How was FDR's image constructed—by himself and others—as such a powerful icon in American memory?
In polls of historians and political scientists, Franklin Delano Roosevelt consistently ranks among the top three American presidents. Roosevelt enjoyed an enormous political and cultural reach, one that stretched past his presidency and across the world. A grand narrative of Roosevelt's crucial role in the twentieth century persists: the notion that American ideology, embodied by FDR, overcame the Depression and won World War II, while fascism, communism, and imperialism—and their ignoble figureheads—fought one another to death in Europe. This grand narrative is flawed and problematic, legitimizing the United States's cultural, diplomatic, and military role in the world order, but it has meant that FDR continues to loom large in American culture.
In FDR in American Memory, Sara Polak analyzes Roosevelt's construction as a cultural icon in American memory from two perspectives. First, she examines him as a historical leader, one who carefully and intentionally built his public image.

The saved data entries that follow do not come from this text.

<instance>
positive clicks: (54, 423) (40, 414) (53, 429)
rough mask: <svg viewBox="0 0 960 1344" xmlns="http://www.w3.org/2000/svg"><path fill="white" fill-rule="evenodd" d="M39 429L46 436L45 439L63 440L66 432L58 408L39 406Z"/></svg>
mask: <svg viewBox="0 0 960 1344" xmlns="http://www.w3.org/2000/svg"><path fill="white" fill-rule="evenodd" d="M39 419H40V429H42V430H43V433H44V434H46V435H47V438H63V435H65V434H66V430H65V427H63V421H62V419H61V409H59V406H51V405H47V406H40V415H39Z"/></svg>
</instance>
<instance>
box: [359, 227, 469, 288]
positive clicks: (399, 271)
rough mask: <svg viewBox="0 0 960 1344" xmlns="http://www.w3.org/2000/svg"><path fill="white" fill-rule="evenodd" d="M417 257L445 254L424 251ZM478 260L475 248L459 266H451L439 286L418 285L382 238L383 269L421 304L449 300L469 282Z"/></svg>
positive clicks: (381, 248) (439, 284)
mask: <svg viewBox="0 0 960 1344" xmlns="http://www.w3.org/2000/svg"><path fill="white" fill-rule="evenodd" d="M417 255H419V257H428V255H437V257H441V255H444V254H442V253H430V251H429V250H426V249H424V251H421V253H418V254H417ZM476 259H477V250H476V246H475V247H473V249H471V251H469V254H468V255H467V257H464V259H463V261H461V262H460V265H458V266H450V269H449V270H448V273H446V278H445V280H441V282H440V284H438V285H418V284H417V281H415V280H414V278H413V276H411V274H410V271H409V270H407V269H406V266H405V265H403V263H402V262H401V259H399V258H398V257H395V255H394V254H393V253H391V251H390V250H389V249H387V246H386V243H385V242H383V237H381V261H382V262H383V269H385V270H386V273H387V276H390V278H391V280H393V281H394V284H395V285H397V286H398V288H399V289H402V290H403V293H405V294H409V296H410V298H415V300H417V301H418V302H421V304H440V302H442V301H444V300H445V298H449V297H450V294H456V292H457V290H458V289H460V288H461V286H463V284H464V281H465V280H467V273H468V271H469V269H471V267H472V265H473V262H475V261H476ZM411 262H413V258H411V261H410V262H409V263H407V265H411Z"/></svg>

Focusing on FDR's use of media and his negotiation of the world as a disabled person, she shows how he consistently aligned himself with modernity and future-proof narratives and modes of rhetoric. Second, Polak looks at portrayals and negotiations of the FDR icon in cultural memory from the vantage point of the early twenty-first century. Drawing on recent and well-known cultural artifacts—including novels, movies, documentaries, popular biographies, museums, and memorials—she demonstrates how FDR positioned himself as a rhetorically modern and powerful but ideologically almost empty container. That deliberate positioning, Polak writes, continues to allow almost any narrative to adopt him as a relevant historical example even now.
As a study of presidential image-fashioning, FDR in American Memory will be of immediate relevance to present-day readers.